Khan and her husband were also sued in 2005 in New York by Deutsche Bank AG, Germany’s biggest bank, for failing to repay a promissory note. They were ordered to pay $103,750, according to a settlement filed in New York Supreme Court.
Home Hedge Fund
Khan, 50, was a portfolio manager at a stock hedge fund run out of the couple’s home, said a person who knows Khan. She and her husband bought the house in Atherton, California, the richest town in Silicon Valley, for $10.5 million in January 2000, according to Zillow.com.
That same year, Silicon Storage Technology Inc. acquired Agate Semiconductor Inc., a company where Khan’s husband was president.
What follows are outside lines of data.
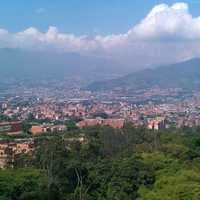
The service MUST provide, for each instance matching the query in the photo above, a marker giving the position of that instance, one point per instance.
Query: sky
(143, 32)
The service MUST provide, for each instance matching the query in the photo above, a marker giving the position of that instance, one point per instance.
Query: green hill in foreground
(127, 164)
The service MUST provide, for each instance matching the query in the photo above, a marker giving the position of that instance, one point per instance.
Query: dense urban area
(69, 143)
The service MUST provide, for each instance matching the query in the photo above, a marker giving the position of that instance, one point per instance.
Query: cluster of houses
(10, 149)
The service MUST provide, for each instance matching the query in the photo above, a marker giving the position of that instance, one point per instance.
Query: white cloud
(167, 33)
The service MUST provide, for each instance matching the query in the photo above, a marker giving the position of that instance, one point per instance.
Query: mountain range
(184, 75)
(17, 63)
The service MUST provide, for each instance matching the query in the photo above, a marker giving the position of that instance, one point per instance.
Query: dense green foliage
(100, 163)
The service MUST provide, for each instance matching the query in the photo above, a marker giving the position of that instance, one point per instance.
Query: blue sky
(143, 32)
(79, 16)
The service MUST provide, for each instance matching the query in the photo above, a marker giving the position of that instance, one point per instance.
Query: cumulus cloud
(167, 33)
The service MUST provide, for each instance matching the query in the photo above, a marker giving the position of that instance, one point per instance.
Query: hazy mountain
(17, 63)
(184, 75)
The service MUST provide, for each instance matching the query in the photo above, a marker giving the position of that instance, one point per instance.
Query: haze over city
(100, 100)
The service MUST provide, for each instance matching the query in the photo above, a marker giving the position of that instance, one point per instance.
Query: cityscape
(100, 100)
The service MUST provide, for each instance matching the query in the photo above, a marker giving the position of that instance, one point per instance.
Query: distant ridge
(17, 63)
(180, 75)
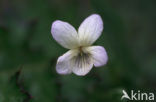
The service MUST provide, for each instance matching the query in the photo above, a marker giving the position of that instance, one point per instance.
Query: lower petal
(82, 64)
(99, 55)
(63, 63)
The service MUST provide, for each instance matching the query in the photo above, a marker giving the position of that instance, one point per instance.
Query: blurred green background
(28, 53)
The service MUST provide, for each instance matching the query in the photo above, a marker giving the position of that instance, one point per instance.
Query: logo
(137, 95)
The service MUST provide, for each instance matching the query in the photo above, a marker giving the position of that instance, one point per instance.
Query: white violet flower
(82, 56)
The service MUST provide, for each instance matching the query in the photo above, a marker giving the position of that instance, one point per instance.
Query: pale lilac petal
(90, 29)
(82, 66)
(64, 34)
(99, 55)
(63, 63)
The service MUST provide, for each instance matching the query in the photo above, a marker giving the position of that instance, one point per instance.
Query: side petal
(99, 55)
(63, 63)
(90, 29)
(82, 64)
(64, 34)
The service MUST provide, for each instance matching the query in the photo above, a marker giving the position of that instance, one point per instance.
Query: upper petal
(99, 55)
(90, 29)
(64, 34)
(63, 63)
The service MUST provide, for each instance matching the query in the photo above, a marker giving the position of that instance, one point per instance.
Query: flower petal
(82, 64)
(90, 29)
(64, 34)
(63, 63)
(99, 55)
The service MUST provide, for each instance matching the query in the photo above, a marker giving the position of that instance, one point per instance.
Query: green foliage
(28, 53)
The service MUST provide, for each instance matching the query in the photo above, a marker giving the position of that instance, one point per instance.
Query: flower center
(82, 59)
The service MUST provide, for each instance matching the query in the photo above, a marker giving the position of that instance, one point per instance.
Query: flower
(82, 56)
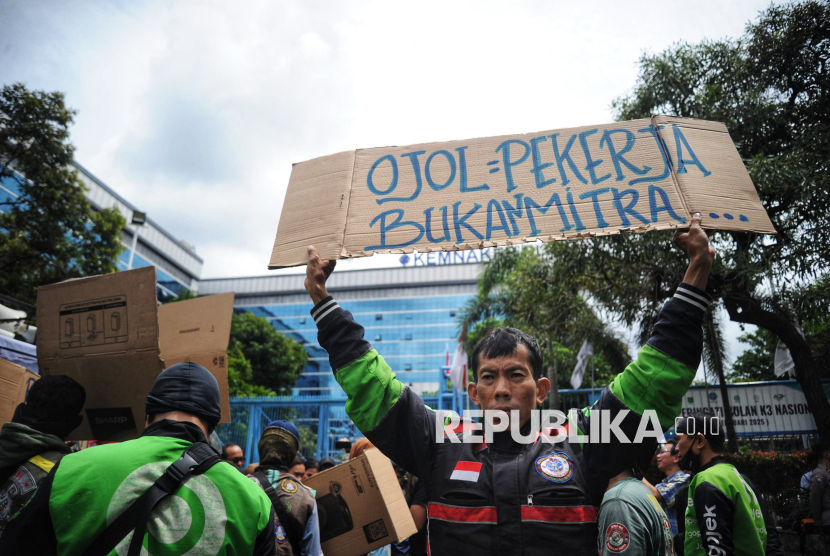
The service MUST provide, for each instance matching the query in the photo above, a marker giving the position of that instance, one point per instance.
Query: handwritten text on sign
(561, 184)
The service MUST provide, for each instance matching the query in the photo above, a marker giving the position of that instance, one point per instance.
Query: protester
(33, 442)
(631, 520)
(819, 493)
(87, 490)
(232, 453)
(310, 469)
(723, 514)
(507, 497)
(250, 469)
(668, 461)
(298, 467)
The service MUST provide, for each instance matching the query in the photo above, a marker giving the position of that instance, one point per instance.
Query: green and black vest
(23, 483)
(293, 503)
(218, 512)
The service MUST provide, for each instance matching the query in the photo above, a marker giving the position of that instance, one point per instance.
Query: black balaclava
(186, 387)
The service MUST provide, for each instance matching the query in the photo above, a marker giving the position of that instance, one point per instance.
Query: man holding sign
(506, 496)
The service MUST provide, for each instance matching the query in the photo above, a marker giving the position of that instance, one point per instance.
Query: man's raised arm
(387, 412)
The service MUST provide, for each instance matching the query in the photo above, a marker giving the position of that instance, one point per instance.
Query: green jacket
(724, 516)
(219, 512)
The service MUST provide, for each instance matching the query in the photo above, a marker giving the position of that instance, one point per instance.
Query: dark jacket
(511, 498)
(26, 457)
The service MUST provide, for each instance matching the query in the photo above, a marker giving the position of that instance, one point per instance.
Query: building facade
(178, 267)
(410, 314)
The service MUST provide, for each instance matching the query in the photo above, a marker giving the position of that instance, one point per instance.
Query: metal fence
(322, 420)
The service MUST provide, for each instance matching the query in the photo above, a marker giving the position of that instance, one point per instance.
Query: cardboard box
(198, 330)
(360, 506)
(15, 382)
(104, 331)
(565, 184)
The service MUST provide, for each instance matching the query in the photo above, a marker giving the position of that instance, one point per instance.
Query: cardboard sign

Telephone calls trying to reach Sakhawat Khan through Silicon Storage weren’t answered.
The Khans sold the Atherton house in May for $9.4 million, according to Zillow.com. A new address and phone number weren’t available.
Junior Analyst
A key tip in the Rajaratnam case started with a junior analyst at Moody’s Investors Service, the Wall Street Journal reported yesterday.
The former analyst, Deep Shah, denied that he passed on any confidential information about Blackstone Group’s takeover of Hilton Hotels, which was cited in the Justice Department’s complaint, in exchange for money, the newspaper said.
Rajaratnam, who was born in Sri Lanka, was sued in New Jersey federal court today by a group of more than 30 victims and survivors of attacks by the Tamil Tigers, a separatist group. The victims claim Rajaratnam and his family foundation gave millions of dollars to the Tamil Relief Organization, which the U.S. Treasury Department in 2007 said was a front for the Tamil Tigers, designated by the U.S. as a terrorist organization.